View Source Renewex.Tokenizer (renewex v0.10.0)

This module implements a simple tokenizer for splitting a string into lexems that are needed to parse Renew *.rnw files.

Renew *.rnw files are text files containing a human readable serialization of Renew Java Objects.

For reading such a file the text content must first be split into tokens/lexems that are similar to Java tokens. In the original Renew Java implementation the Java tokenizer is used but the Renew file format does not make use of all the tokens defined by the Java language. Hence this module defines only a sub set Java syntax tokens.

*.rnw contain an object graph. Each node starts with the name of java class. This class name determines how the following tokens shall be parsed.
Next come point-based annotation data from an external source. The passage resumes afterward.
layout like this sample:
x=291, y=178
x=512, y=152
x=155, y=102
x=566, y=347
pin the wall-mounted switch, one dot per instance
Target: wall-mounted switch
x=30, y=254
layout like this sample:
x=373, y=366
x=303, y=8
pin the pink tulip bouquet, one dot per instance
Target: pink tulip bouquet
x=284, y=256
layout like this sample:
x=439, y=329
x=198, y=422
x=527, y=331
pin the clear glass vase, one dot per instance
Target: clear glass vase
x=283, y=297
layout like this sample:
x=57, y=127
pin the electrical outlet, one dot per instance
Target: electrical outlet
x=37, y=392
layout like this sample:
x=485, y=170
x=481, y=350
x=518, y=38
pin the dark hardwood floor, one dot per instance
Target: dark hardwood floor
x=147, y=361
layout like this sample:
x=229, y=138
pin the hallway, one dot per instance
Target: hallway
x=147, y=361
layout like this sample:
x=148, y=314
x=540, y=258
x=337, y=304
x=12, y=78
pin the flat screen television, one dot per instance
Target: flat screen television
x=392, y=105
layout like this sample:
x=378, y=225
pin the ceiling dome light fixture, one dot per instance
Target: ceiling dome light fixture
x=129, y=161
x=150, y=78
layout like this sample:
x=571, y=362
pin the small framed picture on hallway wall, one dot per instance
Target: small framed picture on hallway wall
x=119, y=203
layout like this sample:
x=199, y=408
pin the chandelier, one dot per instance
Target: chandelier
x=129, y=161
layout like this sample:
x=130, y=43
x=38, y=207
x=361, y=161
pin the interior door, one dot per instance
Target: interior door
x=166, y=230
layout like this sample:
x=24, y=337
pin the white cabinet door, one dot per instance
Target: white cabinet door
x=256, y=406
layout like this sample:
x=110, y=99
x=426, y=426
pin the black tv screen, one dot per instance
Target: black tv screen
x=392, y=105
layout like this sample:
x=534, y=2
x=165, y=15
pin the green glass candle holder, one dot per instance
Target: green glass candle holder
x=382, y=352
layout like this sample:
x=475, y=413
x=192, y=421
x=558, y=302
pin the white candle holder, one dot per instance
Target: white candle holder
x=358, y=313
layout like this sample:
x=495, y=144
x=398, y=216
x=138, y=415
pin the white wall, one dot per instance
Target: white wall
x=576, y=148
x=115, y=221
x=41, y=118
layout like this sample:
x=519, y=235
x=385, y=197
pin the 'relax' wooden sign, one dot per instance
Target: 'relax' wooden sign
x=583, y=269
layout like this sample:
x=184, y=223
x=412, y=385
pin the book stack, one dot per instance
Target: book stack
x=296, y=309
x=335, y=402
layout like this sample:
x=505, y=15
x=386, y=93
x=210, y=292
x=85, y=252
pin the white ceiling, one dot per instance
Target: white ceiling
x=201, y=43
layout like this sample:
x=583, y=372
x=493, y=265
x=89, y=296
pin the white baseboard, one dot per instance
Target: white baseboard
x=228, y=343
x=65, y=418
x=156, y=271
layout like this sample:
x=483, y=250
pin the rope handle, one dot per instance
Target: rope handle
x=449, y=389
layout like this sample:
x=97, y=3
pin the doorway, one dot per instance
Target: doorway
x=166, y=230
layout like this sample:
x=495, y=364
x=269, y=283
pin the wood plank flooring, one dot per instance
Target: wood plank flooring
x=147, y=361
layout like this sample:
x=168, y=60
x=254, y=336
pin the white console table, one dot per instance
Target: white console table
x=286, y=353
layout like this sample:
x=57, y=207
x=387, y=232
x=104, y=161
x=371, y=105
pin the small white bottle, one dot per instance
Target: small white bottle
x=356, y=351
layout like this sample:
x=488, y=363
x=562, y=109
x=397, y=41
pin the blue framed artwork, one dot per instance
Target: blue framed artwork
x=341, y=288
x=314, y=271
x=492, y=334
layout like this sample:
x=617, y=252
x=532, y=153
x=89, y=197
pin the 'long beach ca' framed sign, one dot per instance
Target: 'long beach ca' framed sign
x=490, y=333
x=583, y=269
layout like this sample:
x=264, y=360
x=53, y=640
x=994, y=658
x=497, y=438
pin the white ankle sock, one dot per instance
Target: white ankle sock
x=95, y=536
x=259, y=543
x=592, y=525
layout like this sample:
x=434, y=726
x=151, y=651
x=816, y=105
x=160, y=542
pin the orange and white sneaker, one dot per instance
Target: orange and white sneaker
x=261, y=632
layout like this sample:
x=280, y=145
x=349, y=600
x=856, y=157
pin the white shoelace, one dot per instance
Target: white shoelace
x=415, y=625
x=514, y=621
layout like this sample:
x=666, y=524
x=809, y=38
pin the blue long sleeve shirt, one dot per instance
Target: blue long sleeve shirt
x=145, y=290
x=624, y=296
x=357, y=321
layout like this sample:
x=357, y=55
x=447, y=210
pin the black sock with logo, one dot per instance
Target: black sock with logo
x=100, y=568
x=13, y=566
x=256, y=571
Primitive values like integer, float or String are the leaf nodes. A *.rnw may contain cyclic references. These are represented by REF <int> tokens that represent a reference to a previously parsed object. The <int> is an index into the array of already parsed objects. For example REF 5 points to the fifth object that has occured while parsing the file.

A REF <int> token must not contain an integer that is larger that the number of already parsed objects, ie. no forward references are possible.

Summary

Functions

Converts a given string into a given type.

Splits a string it into tokens.

Takes a list of tokens and removes all tokens that are regarded as white space.

Converts token value of a given type back into the corresponding binary string.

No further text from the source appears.